In my job, I get to sit at home and watch a lot of baseball games. The nature is to focus on the best teams, the important games of the night. But I had to watch Fernandez, even if only for a few innings here and there in a game of little relevance. His first season, he may have lacked the polish of a Clayton Kershaw or Madison Bumgarner, but he was astonishing. Batters hit just .182 against him, as he turned the best hitters in the world into feeble-looking amateurs. Only four starting pitchers have ever allowed a lower average: Pedro, Luis Tiant, Ryan and Koufax. He won Rookie of the Year honors and finished third in the Cy Young voting and then spent the offseason riding his bicycle almost 600 miles a week in order to lose weight. His grandmother made it out of Cuba and got to see him pitch.

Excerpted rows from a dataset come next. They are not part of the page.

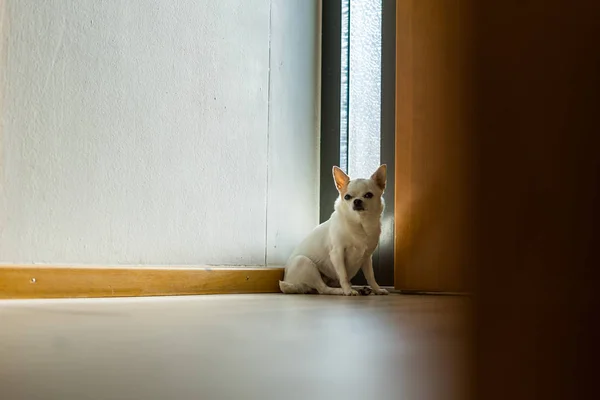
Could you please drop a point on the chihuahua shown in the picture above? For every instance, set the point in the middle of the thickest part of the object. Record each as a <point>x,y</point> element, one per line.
<point>334,251</point>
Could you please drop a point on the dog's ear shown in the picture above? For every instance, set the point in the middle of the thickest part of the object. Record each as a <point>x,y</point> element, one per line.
<point>341,179</point>
<point>380,176</point>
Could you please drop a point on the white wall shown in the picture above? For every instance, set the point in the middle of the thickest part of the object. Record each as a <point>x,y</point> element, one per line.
<point>157,132</point>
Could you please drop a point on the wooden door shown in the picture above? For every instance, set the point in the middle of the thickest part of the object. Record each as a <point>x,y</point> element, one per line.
<point>431,169</point>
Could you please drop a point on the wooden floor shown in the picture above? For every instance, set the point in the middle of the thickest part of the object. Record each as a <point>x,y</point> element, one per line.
<point>234,347</point>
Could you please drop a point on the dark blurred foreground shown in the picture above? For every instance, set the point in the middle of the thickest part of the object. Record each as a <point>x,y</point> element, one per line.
<point>534,108</point>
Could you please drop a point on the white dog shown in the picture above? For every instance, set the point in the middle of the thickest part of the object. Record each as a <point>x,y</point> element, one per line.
<point>335,250</point>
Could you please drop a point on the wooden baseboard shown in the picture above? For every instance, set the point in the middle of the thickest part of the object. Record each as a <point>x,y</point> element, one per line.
<point>36,282</point>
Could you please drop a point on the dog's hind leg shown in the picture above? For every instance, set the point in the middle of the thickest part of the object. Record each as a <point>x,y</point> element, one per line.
<point>301,275</point>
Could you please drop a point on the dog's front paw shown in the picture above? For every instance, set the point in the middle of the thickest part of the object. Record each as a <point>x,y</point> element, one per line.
<point>380,292</point>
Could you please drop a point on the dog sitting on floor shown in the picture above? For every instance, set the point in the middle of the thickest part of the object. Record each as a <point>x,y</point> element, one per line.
<point>331,255</point>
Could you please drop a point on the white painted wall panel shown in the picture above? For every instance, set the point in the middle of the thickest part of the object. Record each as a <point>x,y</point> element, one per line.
<point>138,132</point>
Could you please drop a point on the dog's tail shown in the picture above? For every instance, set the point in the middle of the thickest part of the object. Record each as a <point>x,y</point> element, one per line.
<point>290,288</point>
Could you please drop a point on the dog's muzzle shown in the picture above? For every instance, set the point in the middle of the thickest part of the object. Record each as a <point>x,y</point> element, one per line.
<point>358,205</point>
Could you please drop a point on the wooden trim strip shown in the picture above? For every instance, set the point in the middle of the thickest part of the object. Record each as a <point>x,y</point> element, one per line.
<point>36,282</point>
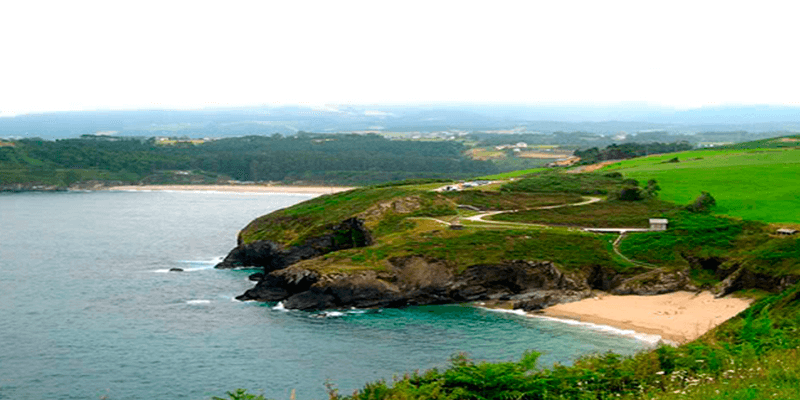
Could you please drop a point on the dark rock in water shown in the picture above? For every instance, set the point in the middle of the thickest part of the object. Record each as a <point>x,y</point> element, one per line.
<point>314,299</point>
<point>263,253</point>
<point>545,298</point>
<point>281,284</point>
<point>271,256</point>
<point>256,277</point>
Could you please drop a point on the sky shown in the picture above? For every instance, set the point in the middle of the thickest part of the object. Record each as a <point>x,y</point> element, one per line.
<point>90,55</point>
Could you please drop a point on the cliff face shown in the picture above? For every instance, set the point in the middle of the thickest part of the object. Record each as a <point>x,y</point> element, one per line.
<point>272,256</point>
<point>415,281</point>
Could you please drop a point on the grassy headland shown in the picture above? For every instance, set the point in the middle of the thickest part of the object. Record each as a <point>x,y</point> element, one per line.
<point>751,183</point>
<point>752,356</point>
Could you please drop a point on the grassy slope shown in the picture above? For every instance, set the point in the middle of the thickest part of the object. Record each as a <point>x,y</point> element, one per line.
<point>606,214</point>
<point>410,232</point>
<point>754,184</point>
<point>753,356</point>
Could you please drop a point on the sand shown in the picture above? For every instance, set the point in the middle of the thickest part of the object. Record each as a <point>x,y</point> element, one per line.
<point>236,188</point>
<point>678,317</point>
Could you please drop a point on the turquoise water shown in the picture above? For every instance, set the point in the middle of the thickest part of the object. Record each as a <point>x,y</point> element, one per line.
<point>88,309</point>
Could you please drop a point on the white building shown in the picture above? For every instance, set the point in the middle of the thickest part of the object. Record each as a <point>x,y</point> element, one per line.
<point>658,224</point>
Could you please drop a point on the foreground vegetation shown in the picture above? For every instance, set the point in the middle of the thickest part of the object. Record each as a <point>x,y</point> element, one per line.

He had Tommy John surgery in his second season, and sadly, we know now that getting your elbow cut open is not a tragedy. As you would expect, he worked hard and returned 14 months later. He became an American citizen. This season, he was back to being one of the most dominant pitchers in the majors, the heart and soul of a team that hung in the wild-card race even with the injury problems of Giancarlo Stanton. His final stat line for 2016 will read 16-8, 2.86 ERA, 253 strikeouts in just 182.1 innings. In his third-to-last start, he struck out 14 Dodgers over seven scoreless innings. Then he beat the Braves. Then he beat the Nationals 1-0, striking out 12 and allowing just three hits in eight brilliant innings.

Fernandez told teammates it was the best game he ever pitched.